Topics: From the Wires,

AP PHOTOS: Scenes from Baghdad, 10 years onIn this Friday, March 15, 2013 photo, a woman and her child look at a camel at the Baghdad Zoo, as Abdullah, 8, poses with a photograph taken on July 20, 2003 at the same site by Niko Price of the Associated Press, showing a U.S. soldier visiting the newly-opened zoo. The zoo was decimated during the 2003 U.S.-led invasion, when the staff fled and looters gutted the zoo and the park surrounding it. Only a handful of animals survived, and later the grounds were used as a holding facility for looters detained by U.S. soldiers. The zoo reopened in July 2003, after being rehabilitated under the care of U.S. Army Capt. William Sumner and a South African conservationist Lawrence Anthony. Today, it houses over 1,000 animals and is a popular destination for families. (AP Photo/Maya Alleruzzo) (Credit: AP)
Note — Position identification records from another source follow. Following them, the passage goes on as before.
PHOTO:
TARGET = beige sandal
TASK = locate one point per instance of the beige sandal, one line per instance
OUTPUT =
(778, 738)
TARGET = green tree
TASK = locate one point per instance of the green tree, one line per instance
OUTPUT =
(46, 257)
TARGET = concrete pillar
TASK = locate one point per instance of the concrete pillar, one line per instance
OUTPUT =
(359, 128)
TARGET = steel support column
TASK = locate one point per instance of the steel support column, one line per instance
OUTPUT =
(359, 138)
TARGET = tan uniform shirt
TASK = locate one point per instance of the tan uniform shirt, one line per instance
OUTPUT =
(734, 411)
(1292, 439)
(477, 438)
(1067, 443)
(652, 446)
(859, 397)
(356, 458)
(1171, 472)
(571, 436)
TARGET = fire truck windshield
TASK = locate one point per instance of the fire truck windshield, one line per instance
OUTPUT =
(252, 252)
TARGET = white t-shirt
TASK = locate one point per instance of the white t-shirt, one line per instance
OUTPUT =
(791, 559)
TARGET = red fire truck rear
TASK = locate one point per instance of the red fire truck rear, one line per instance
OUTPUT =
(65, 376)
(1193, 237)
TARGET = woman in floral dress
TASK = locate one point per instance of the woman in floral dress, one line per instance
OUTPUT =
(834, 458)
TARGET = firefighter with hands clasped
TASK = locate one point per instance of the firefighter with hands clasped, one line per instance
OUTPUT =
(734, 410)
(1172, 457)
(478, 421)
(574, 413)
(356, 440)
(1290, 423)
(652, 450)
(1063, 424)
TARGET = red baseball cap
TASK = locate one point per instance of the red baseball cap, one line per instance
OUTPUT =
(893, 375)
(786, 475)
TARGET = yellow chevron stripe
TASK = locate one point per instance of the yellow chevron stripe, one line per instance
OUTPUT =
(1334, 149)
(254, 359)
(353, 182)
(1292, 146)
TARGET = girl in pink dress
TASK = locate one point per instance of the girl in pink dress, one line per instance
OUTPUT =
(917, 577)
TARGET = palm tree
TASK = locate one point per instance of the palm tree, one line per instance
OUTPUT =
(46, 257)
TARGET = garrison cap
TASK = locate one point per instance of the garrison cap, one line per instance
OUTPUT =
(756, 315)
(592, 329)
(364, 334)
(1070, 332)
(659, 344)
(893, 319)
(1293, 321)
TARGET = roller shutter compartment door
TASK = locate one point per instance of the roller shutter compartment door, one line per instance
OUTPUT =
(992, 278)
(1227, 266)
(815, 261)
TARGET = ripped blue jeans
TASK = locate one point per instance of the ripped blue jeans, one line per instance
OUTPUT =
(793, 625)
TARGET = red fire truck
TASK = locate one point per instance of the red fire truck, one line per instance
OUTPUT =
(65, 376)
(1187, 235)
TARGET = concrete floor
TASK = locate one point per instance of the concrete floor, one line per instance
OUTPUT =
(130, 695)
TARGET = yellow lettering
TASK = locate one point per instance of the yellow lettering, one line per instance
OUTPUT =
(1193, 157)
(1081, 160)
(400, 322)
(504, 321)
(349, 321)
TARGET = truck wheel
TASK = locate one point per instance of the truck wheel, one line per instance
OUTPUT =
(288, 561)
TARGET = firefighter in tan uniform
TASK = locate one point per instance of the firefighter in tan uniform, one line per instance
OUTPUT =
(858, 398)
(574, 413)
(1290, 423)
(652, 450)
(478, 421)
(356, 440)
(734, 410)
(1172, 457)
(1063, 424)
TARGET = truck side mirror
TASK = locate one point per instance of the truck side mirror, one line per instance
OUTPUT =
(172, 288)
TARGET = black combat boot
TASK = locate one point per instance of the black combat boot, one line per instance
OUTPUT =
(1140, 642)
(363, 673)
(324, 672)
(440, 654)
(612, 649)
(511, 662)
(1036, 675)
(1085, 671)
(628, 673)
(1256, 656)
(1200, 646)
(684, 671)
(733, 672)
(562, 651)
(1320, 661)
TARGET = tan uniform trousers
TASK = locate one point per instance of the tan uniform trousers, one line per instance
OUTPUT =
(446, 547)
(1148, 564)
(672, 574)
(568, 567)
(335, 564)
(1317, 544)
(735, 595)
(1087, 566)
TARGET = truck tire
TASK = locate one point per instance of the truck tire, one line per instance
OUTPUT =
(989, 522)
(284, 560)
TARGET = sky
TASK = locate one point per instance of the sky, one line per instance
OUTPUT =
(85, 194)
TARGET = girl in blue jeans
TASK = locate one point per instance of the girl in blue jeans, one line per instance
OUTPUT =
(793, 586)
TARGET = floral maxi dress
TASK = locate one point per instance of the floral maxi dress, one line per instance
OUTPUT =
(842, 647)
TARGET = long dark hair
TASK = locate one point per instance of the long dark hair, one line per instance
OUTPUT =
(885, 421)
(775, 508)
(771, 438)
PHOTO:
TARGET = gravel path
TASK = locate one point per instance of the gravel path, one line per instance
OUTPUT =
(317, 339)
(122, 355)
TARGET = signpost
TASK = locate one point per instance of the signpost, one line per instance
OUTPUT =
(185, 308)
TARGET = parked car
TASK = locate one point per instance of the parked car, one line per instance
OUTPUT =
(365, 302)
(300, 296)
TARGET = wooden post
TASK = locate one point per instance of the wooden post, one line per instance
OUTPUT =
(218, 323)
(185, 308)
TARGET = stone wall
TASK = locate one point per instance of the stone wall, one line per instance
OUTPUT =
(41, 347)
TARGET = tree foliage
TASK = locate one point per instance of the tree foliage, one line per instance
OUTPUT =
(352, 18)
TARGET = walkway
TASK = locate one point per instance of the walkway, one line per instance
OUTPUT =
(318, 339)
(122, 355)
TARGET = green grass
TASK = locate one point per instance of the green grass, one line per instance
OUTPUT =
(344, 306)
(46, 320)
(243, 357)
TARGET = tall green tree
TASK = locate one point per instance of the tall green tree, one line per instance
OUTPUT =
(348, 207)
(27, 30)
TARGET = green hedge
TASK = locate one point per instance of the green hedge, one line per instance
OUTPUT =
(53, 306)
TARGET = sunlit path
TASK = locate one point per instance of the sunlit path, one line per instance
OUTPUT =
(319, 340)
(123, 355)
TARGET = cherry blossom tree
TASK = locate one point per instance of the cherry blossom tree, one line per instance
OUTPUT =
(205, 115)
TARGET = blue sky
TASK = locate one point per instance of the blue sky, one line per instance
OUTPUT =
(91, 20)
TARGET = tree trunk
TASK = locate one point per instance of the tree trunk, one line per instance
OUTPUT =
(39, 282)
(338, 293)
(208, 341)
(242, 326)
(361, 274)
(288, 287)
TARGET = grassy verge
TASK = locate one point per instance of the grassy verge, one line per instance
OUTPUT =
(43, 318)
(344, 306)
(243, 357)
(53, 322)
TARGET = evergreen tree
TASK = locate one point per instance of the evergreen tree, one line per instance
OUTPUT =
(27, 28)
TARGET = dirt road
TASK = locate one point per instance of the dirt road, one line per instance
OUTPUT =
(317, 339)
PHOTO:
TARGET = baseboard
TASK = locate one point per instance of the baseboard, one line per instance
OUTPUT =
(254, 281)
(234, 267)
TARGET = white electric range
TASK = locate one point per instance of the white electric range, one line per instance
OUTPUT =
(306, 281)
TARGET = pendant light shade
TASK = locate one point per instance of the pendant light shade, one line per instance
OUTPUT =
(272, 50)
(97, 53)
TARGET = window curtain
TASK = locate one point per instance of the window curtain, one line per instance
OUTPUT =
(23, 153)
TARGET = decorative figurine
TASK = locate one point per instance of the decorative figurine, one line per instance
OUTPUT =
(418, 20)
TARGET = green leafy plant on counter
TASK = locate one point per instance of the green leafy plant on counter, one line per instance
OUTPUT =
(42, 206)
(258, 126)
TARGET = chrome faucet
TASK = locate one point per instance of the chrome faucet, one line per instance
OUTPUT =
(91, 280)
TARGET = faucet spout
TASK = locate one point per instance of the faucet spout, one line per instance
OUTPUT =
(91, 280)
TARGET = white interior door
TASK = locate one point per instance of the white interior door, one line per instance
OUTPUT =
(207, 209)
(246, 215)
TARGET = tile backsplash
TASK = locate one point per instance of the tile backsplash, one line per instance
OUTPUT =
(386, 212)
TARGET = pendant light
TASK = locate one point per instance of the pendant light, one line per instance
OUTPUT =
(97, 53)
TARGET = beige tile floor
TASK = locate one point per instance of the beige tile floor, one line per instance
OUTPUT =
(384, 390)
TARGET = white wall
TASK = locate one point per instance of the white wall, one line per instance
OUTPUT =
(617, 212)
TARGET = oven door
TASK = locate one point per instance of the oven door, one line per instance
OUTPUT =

BAGHDAD (AP) — To the first-time visitor, Baghdad might seem like a normal city. Well, almost normal: Pockmarked buildings and pervasive checkpoints serve as a stark reminder of the violence that nearly tore the country in the decade following the U.S.-led invasion, which began on March 20, 2003.

Today, the Baghdad Zoo is a popular destination for families wearing their finest clothes and enjoying spring weather before the temperature climbs. Nearly 10 years ago, the zoo’s staff fled just before Baghdad fell to U.S. troops. All but 35 of the animals died. Later, an American platoon set up a small base at the zoo, where they protected the facility from looting while it was rebuilt.

Abu Nawas Park, where orphans sniffed glue and slept beneath American tanks, now too is a haven for families and a place for die-hard soccer players to practice in the afternoons.

The Iraqi National Museum lost countless treasures during a chaotic period before Americans moved in to secure it. Today, the grounds are under renovation. Fewer than half of the antiquities have been recovered.

The Karrada district is a bustling commercial hub of shops and restaurants that stay open late into the night. During the bloodiest stretch of the war, these shops were shuttered by sundown.

The Iraqi capital and the people who live here still bear scars, some invisible.

On March 14, 2013, a series of coordinated bombings struck the Justice Ministry and killed dozens. Hours after that attack, a man sat in Firdous Square and watched his three children play, running circles around the pedestal that held Saddam Hussein’s statue before U.S. Marines pulled it down. None of the children had even been born when the war began. But when an explosion shook the square from yards (meters) away, they didn’t even flinch.